1. Flash signal to friend in dark movie theatre so he can find me easily. Did the same at a rock concert and buddy found me from across a huge space thanks to my light. Now, he has one too. I imagine if I had to signal rescue personnel in a dark place, it would be great for that too. 
2. Reading my bill or menu in dark restaurants. I have had people come up and ask me, "what is that? It is so bright! Where can I get one?" 
3. Plugging cords in the back of my computer at work under the desk where there is no light. 
4. Wife can't find stuff in her purse in restaurant/theatre or in dark place. (now she has her own Fenix05). 
5. Finding dropped stuff in my car at night especially if it rolls into the 4th dimension (under or between the seats). 
6. Inspecting my food in darker restaurants (found a freaking hair in my pasta once). I always give a quick glance at my food at restaurants before I eat it. 
7. Walking the dog at night....signaling approaching cars so they know you are there. 

I EDC a light on my keychain and a victorinox classic as well (when in a suit). When not in a suit, add a mini griptilian pocket knife. On vacation or out of town, I always take 2 extra lights in addition to my keychain light and the E05 I have around my neck. Usually a nice 2xAAA light which are small but plenty bright. One for me and one for the wife.


----------



## mrpotato

not always use flashlight,just when I ride my bike at night,I'll use it.


----------



## Mk1dev

People at work would ask ,
why a torch on your key ring...
in your door...
under your seat...
if I know it might be dark when I go to work ... Straight in my pocket one goes ... And NOW people at work assume I have one and EXPECT me to have one... [email protected]?ds


----------



## pocketchange

I'd go broke without a flashlight. 
Without my flashlight, I cannot imagine working in a theater. 
Inspection, rigging and prop work, an endless life working in the dark (stage work). 
And the light source in my glove box never works.. :candle:


----------



## Southpaw1925

Its funny cuz prior to edcing, I thought "why would you carry a knife?" Then when I started carrying a knife I said "why would you carry a flashlight?" Now that I carry a light, I ask myself "how the heck did I go without these two things?????"


----------



## LightWalker

When a disaster hits they may say why in the world don't I carry a flashlight with me.


----------



## jamesbeat

HaileStorm said:


> Why does your car have headlights?



Ladies and gentlemen, we have a winner! 

That is the PERFECT answer, and I'm going to steal it next time I get asked


----------



## RCS1300

I like that answer too but would rephrase it so it wasn't a question.

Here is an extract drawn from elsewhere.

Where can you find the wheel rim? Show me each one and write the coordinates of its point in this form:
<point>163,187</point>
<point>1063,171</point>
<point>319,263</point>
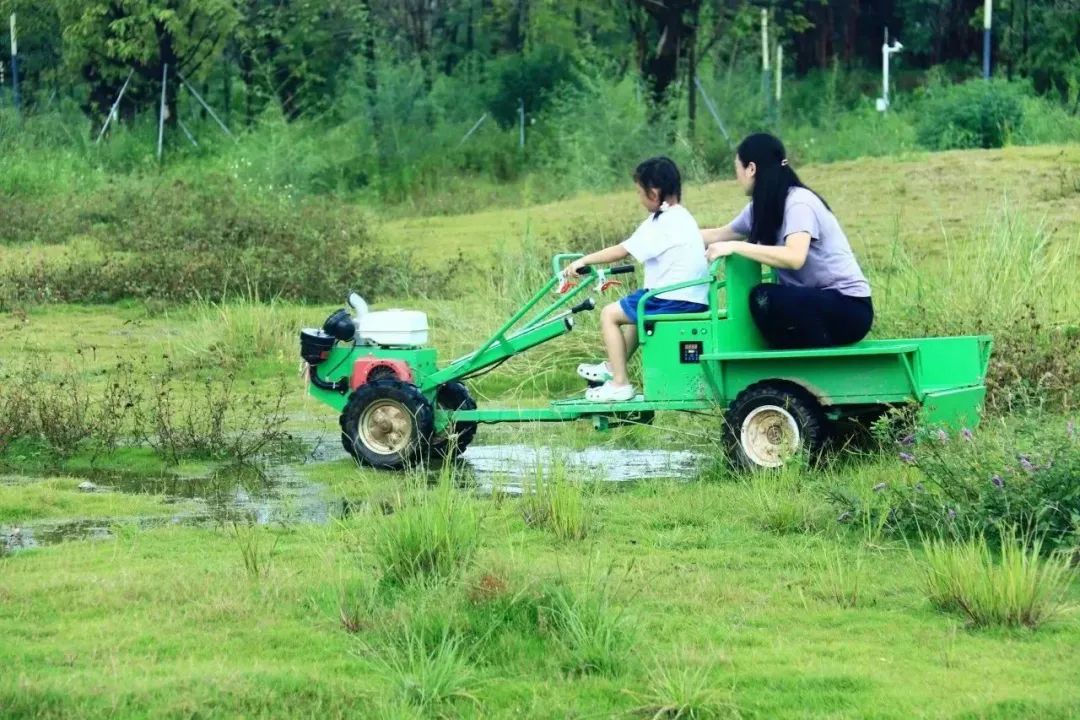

Q: Why do you carry a flashlight?
A: For the same reason cars have headlights.

Or:

A: For the same reason I am certified in CPR.




jamesbeat said:


> Ladies and gentlemen, we have a winner!
> 
> That is the PERFECT answer, and I'm going to steal it next time I get asked


----------



## HaileStorm

jamesbeat said:


> Ladies and gentlemen, we have a winner!
> 
> That is the PERFECT answer, and I'm going to steal it next time I get asked



Feel free . Leaves them with a big "oh yeah... That DOES make sense!" look 

Sent from my GT-S5830 using Tapatalk 2


----------



## glock35er

I use it everyday at work and besides I subscribe to the old adage "better to have it and not need it,than to need it and not have it "


----------



## wjv

I never use to carry a flashlight. They were too big/bulky and lame.

Now with all of the great 1xAAA, 1xAA and 1xCR123 lights there is no excuse not to.

I always have my Fenix E11 in my pocket, and my PD22 in my computer bag. Additionally I have 2 extra batteries for each in the computer bag. If it's after work or on a weekend, I always have the E11 and 1-2 extra batteries with me.

As someone who is into being prepared, it's amazing that I never use to carry a flash light with me. Now I don't leave home without a light , a pocket knife and some spare cash.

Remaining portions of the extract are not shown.